To show how tricky GPU-optimization can be, here is one example. You might have seen that the check “if (ii < size)” is done each loop. This line is needed to be sure that no data outside vec2's size is being altered - a.k.a. buffer overflow. But what if we would put it outside the loop, like this:

__kernel void sum(const int size, __global float * vec1, __global float * vec2){
int ii = get_global_id(0);
  if (ii < size) {
    for (int x=0; x < N; x++) {
      vec2[ii] += vec1[ii];

For N=10k the time on the CPU is about the same, but on the GPU the time goes from 4.1 seconds to 0.269! That is an extra speedup of another 15x, resulting in a total speedup of 363x over OpenMP on the CPU!

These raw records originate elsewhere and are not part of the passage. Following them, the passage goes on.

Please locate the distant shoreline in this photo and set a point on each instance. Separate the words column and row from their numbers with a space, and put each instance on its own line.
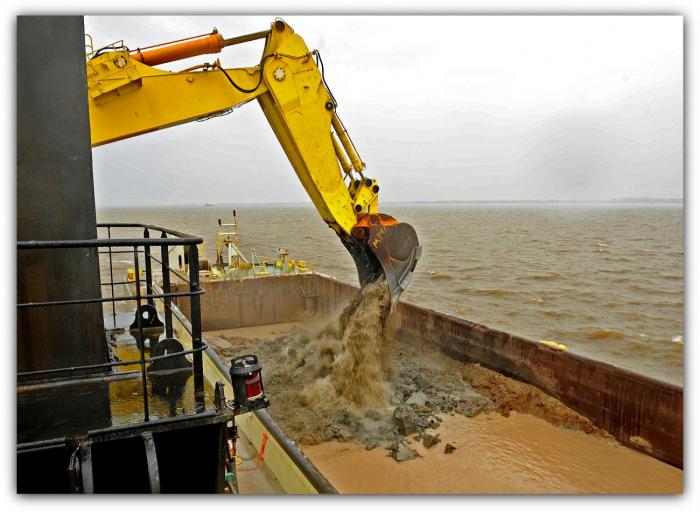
column 621, row 201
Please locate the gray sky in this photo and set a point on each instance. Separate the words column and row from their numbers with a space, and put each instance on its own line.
column 440, row 108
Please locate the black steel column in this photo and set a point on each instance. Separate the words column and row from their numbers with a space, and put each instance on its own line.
column 55, row 197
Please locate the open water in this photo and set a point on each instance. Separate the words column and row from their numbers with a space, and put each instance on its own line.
column 605, row 280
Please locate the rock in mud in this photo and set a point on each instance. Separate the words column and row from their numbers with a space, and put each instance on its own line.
column 405, row 420
column 471, row 406
column 417, row 398
column 308, row 440
column 641, row 443
column 400, row 451
column 430, row 440
column 420, row 381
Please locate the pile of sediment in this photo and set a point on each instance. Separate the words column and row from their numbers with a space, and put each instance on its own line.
column 351, row 380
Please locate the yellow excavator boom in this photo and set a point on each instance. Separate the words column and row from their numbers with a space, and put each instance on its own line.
column 128, row 97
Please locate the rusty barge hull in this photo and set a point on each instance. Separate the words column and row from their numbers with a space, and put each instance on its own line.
column 625, row 404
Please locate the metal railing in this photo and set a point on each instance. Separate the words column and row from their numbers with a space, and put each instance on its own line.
column 167, row 239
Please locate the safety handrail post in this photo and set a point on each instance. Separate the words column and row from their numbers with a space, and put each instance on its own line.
column 196, row 322
column 147, row 263
column 165, row 270
column 142, row 356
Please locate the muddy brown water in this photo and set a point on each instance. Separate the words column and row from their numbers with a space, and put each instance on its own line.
column 606, row 280
column 520, row 453
column 495, row 454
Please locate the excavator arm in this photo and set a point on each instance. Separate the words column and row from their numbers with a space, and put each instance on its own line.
column 129, row 97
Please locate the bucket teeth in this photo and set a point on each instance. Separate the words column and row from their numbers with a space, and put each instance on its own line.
column 392, row 250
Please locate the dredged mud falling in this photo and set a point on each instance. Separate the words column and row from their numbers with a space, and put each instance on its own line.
column 358, row 371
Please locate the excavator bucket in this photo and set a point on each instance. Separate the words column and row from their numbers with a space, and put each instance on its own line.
column 382, row 246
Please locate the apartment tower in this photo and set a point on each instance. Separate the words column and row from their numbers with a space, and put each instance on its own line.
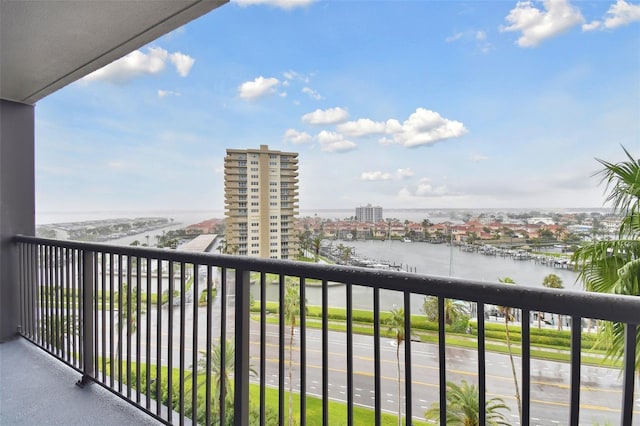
column 369, row 213
column 261, row 202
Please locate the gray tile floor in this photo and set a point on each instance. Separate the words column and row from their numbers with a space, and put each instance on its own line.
column 37, row 389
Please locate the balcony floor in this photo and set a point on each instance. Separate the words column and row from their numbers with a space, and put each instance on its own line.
column 37, row 389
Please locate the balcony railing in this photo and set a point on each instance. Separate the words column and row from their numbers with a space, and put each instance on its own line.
column 132, row 320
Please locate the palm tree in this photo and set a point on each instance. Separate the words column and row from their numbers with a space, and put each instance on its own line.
column 552, row 281
column 463, row 404
column 395, row 323
column 291, row 312
column 346, row 254
column 614, row 266
column 220, row 374
column 508, row 316
column 128, row 310
column 315, row 244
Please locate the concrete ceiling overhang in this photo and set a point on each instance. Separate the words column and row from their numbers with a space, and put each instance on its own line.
column 48, row 44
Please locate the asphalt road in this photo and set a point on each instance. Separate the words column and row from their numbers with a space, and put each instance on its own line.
column 601, row 394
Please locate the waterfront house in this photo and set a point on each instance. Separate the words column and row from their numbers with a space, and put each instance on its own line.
column 60, row 297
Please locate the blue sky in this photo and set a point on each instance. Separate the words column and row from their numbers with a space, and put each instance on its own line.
column 403, row 104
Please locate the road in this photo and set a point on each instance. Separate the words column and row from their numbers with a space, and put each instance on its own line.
column 600, row 391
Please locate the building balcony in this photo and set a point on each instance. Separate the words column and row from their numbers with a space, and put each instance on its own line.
column 100, row 312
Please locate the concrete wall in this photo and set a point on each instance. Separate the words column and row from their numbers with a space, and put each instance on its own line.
column 17, row 202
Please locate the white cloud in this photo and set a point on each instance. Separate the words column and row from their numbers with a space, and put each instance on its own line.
column 137, row 64
column 328, row 116
column 423, row 127
column 619, row 14
column 454, row 37
column 165, row 93
column 424, row 188
column 538, row 25
column 378, row 175
column 362, row 127
column 404, row 173
column 334, row 142
column 259, row 87
column 117, row 164
column 295, row 137
column 293, row 75
column 622, row 13
column 312, row 93
column 593, row 25
column 284, row 4
column 476, row 158
column 182, row 62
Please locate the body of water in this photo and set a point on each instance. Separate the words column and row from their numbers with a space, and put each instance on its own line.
column 432, row 259
column 438, row 259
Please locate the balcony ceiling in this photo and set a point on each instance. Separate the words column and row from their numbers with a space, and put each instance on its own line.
column 45, row 45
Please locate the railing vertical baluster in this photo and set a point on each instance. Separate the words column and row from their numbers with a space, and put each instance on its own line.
column 33, row 286
column 576, row 336
column 242, row 325
column 526, row 366
column 407, row 357
column 349, row 336
column 103, row 328
column 170, row 303
column 57, row 310
column 130, row 321
column 68, row 314
column 303, row 353
column 42, row 289
column 325, row 353
column 21, row 290
column 26, row 280
column 122, row 324
column 223, row 346
column 87, row 315
column 281, row 368
column 112, row 352
column 75, row 305
column 630, row 342
column 482, row 383
column 263, row 348
column 159, row 344
column 48, row 300
column 376, row 356
column 442, row 362
column 183, row 320
column 138, row 323
column 208, row 347
column 23, row 282
column 39, row 294
column 148, row 271
column 194, row 346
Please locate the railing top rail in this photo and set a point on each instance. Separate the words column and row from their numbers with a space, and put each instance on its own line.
column 567, row 302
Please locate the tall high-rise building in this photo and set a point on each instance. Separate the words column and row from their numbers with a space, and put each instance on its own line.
column 369, row 213
column 261, row 202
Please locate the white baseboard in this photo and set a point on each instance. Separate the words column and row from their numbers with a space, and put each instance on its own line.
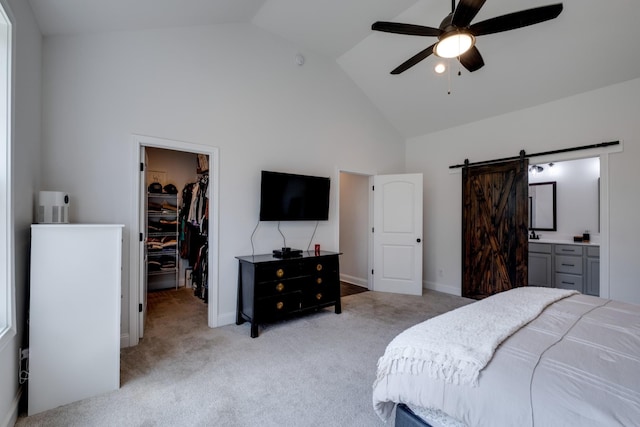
column 227, row 319
column 447, row 289
column 12, row 415
column 359, row 281
column 124, row 340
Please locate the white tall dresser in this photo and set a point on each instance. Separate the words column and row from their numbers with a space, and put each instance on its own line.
column 74, row 313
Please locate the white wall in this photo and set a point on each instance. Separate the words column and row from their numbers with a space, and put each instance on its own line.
column 577, row 208
column 354, row 228
column 26, row 175
column 603, row 115
column 234, row 87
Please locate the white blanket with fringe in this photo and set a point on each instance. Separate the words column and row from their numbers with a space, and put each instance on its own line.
column 457, row 345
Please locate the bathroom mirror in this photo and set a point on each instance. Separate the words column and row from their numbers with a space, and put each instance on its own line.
column 542, row 206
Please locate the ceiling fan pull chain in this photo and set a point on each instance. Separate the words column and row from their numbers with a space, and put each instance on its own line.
column 449, row 77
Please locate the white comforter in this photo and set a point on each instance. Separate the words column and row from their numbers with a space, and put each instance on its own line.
column 577, row 363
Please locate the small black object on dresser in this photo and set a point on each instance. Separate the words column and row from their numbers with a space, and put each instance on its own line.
column 271, row 288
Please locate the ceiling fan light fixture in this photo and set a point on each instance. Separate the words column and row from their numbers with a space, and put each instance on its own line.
column 454, row 45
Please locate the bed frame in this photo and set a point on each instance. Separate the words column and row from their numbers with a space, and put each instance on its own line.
column 406, row 418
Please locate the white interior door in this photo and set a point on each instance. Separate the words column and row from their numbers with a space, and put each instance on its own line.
column 397, row 233
column 143, row 242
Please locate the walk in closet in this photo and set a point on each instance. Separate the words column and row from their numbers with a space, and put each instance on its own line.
column 177, row 214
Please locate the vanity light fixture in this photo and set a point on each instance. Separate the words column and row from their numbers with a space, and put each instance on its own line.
column 536, row 168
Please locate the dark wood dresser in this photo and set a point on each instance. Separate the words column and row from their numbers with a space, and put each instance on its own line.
column 271, row 288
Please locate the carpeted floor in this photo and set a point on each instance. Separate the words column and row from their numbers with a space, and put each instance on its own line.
column 315, row 370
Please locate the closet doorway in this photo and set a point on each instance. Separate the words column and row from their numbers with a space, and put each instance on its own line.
column 354, row 236
column 176, row 216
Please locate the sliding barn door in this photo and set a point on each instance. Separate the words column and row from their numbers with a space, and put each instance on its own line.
column 494, row 228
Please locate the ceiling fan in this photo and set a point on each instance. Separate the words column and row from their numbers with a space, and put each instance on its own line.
column 457, row 36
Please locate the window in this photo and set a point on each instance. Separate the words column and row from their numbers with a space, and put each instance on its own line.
column 7, row 298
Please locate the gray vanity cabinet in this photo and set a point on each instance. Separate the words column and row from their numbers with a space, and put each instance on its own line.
column 569, row 267
column 593, row 271
column 565, row 266
column 540, row 266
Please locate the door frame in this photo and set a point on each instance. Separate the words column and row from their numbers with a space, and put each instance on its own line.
column 139, row 141
column 369, row 175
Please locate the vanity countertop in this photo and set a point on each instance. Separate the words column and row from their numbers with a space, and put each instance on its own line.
column 563, row 242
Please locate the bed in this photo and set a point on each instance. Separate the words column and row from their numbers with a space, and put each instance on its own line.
column 525, row 357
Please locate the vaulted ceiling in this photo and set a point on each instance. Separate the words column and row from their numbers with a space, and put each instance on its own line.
column 591, row 44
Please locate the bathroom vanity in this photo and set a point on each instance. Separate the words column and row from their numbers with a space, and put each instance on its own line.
column 565, row 265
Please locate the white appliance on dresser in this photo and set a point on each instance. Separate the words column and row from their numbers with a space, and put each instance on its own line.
column 74, row 313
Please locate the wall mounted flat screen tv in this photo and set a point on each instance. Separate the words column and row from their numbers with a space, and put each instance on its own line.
column 289, row 197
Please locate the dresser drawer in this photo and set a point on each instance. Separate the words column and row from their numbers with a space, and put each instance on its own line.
column 569, row 250
column 569, row 264
column 321, row 266
column 278, row 306
column 281, row 271
column 318, row 295
column 569, row 281
column 279, row 287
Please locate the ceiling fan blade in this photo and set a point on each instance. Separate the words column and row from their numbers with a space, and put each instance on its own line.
column 466, row 11
column 413, row 60
column 515, row 20
column 472, row 60
column 408, row 29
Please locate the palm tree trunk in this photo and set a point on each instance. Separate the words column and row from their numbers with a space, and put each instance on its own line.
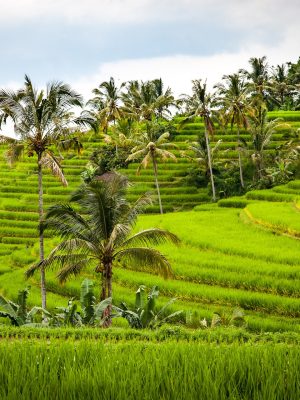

You'll see that the GPU is much more sensitive to optimizations than the CPU! This is the trick of GPU-programming: understanding the hardware enough, to understand how software needs to be written. Adding a directive/pragma could have resulted in generating the first kernel, leaving out 15x of the potential speedup. It could also have generated the second kernel, but you won't be able to tell if you don't know how to read intermediate code.

Want to learn more? Buy a book or attend one of our trainings in Europe. On request we also provide trainings worldwide.

  • Arseny Kapoulkine

    With all due respect, these results don’t make any sense to me. Maybe the code/numbers are just wrong and the logic is sane.

    First, is M 5*10^6 or 5*10^7? You say it’s 5 million but the number you quoted is 50 million.

    Second, your GPU code does not do the same thing your CPU code does. Your CPU code does M passes through the array, on every pass it performs a summation of two arrays; your GPU code essentially does N passes through the array, and on every pass performs summation of the two. As a consequence, your GPU kernel code is trivially optimizable into vec2[ii] += vec1[ii] * N (your CPU code is optimizable into vec2[i] += vec1[i] * M after loop rearrangement).

    Your CPU code as stated is not a reduction and is trivially vectorizable; some C++ compilers (sorry, F90 compilers. Seriously?..) should be able to do it automatically by now.

    Finally (disclaimer: I am not an expert on GPGPU), how does removing a 100% coherent branch on a scalar GPU make the code 15x faster? Also note that any CPU compiler that’s good enough will do loop-invariant code motion and extract your branch out of the loop body. Honestly I would have expected a GPU compiler to do the same, but if there is a performance difference it’s clearly not doing that.

    • streamcomputing

      There were requests to have a simple example. For years I said: just try and see for yourself, but not many people actually did. Now I hope people will do this same experiment with other code and see if they can make OMP and OCL versions out of plain C or Fortran code.

      I used the words ” The OpenCL kernel for the CPU and GPU are exactly the same” and not ” The OpenCL code for the CPU and GPU do exactly the same thing”. As you described only a part of the answer, this blog-post would be endlessly long, if I would discuss all of it. So here is my line of simplification, but I write on this blog almost weekly.

      The code is not coherent for the GPU – it is coherent for you. I just wanted to show a simple example and make a few points. One is that the word “should” often means “I am so frustrated if it doesn’t work like I expected” – so just don’t use pragmas/directives without checking the generated code.